A mon avis, cette ingérence est due au fait de fausses informations fournies au ministre. Soit par ignorance, soit pour des intérêts purement personnels. Les gens qui ne connaissent pas le problème de la FAK en profondeur n’avaient pas à se mêler et prendre des décisions qui les dépassent. Si le ministre voulait vraiment régler le problème, il fallait écouter les gens de la discipline, et pas des conseillers ou autres qui n’ont aucune idée sur la question. Je suis à mon troisième mandat à la tête de l’UFAK et candidat unique.

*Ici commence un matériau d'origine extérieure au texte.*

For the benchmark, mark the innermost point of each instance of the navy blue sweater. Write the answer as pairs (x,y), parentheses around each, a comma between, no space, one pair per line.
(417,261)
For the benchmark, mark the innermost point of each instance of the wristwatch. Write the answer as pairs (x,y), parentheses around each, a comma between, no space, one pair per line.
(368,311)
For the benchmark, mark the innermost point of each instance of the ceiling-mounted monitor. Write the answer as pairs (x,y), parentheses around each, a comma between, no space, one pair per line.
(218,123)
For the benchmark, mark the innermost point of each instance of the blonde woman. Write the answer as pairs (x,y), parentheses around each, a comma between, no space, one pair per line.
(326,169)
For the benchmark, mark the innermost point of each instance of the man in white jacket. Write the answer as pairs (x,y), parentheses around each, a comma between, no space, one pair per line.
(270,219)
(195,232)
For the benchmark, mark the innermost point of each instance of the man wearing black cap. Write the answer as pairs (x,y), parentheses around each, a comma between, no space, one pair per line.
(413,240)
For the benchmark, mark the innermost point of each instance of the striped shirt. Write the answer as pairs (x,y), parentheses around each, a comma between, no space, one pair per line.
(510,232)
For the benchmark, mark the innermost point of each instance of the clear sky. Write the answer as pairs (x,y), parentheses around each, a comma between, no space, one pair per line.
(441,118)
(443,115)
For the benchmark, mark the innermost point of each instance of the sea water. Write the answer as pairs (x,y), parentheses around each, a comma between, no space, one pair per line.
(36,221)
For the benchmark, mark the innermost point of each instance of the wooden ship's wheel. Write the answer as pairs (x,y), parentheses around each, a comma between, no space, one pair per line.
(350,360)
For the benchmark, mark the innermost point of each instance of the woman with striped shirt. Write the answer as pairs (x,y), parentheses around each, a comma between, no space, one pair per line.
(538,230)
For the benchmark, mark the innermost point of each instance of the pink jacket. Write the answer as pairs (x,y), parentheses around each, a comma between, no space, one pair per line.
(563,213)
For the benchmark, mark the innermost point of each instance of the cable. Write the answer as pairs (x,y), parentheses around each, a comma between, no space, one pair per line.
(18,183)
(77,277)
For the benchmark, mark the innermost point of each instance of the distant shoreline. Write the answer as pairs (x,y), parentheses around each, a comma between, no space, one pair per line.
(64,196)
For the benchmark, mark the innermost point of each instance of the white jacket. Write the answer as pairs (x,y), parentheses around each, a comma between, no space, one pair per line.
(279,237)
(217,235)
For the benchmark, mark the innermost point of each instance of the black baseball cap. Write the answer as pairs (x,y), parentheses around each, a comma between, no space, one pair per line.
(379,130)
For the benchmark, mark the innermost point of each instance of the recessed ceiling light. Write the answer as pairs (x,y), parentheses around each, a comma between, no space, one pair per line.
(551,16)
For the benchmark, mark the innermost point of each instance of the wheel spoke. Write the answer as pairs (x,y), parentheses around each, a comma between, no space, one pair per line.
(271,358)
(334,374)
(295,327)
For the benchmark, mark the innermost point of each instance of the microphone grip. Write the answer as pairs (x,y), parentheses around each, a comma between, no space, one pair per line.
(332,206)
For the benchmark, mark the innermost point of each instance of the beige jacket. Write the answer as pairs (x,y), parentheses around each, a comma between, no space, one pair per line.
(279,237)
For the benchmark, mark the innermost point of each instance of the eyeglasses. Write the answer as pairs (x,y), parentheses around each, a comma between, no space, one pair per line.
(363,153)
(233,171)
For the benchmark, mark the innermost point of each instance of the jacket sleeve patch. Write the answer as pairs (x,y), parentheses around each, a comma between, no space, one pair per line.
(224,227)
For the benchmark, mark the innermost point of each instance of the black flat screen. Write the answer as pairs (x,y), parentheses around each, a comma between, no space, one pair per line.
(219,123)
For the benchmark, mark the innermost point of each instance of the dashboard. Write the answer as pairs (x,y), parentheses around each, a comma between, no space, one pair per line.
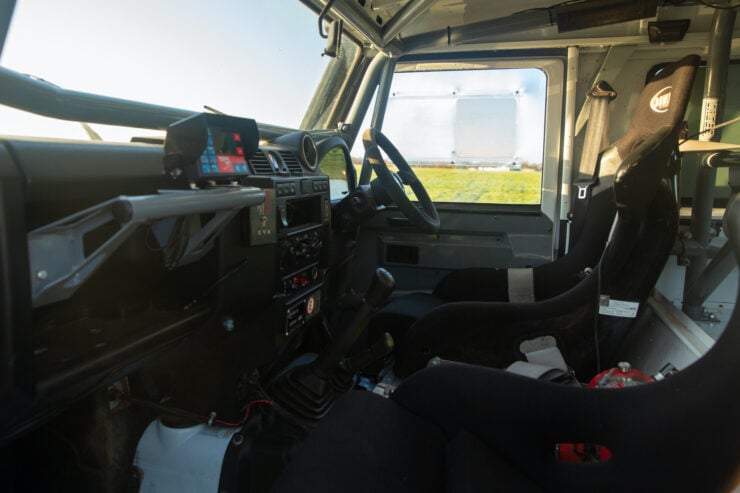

Cela veut bien dire que je suis un bon gérant, sinon je n’aurais pas été élu. Même pour les membres du bureau, des personnes ont demandé mon approbation. Voilà un signe de respect à ma personne et à mon statut de président, malheureusement, en Algérie on n’apprécie pas les valeurs et les compétences. D’ailleurs, je me demande quels sont les desseins visés du MJS en choisissant un inéligible (Mekhfi, ndlr) pour gérer un directoire. Quel est l’objectif ? C’est la question que je pose au ministre.